Search code examples
pythonpandascomputation

When is the computational cost of applying a function convex?


It seems that a lot of stuff I do in Pandas has convex computational-time costs in the amount of data I have (e.g. 1 row takes 1 second, 2 rows takes 2.2 seconds, 4 rows takes 6 seconds, etc.).

Why are computational costs not linearly increasing the the amount of data I have?
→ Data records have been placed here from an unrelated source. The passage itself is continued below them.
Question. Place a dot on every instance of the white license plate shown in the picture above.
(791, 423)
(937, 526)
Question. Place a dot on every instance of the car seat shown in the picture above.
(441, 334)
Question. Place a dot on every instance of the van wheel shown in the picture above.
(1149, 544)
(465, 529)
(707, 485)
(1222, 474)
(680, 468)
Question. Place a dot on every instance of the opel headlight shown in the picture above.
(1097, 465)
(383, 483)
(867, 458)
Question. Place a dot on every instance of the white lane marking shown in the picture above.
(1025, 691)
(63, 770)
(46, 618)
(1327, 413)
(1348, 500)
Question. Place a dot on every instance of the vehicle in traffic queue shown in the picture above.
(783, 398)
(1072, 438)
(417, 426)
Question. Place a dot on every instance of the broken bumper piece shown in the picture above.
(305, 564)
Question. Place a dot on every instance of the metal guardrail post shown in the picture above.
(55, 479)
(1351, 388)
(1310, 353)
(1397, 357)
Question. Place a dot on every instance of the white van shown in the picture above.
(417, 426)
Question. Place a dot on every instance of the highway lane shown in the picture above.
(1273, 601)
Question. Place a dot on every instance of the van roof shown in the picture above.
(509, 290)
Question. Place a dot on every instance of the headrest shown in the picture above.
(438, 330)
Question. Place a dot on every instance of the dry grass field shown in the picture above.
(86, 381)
For example, this function I wrote:

def fractrips1brand(trip): 
    # Get number of transaction rows for THIS sepcific consumer
    art = trip[trip.Item_Id.isin(insidegood)].Item_Id.nunique()
    output = pd.Series({'numinsidegoods': art })
    return output


gr_TILPS = TILPStemp.groupby('uniqueid')
output = gr_TILPS.apply(fractrips1brand)

Seems to exhibit such costs.

Why is it not O(n)?


Solution

  • It's quite common for functions to have greater-than-linear time complexity. Sorting, for example, has O(n log n) complexity.

    gr_TILPS = TILPStemp.groupby('uniqueid')
    

    groupby sorts the keys by default, so this call has at least O(n log n) complexity. You can turn the sorting off by using

    gr_TILPS = TILPStemp.groupby('uniqueid', sort=False)
    

    In Pandas 0.15 and older versions, Series.nunique (source) calls Series.value_counts (source) which also sorts the values by default. So this is another function call with O(n log n) complexity. Since this one occurs in fractrips1brand, the total complexity of gr_TILPS.apply(fractrips1brand) is at least O(m n log n) where m is the number of groups.

    Update: In the next release of Pandas (version 0.16.0) Series.nunique should be significantly faster.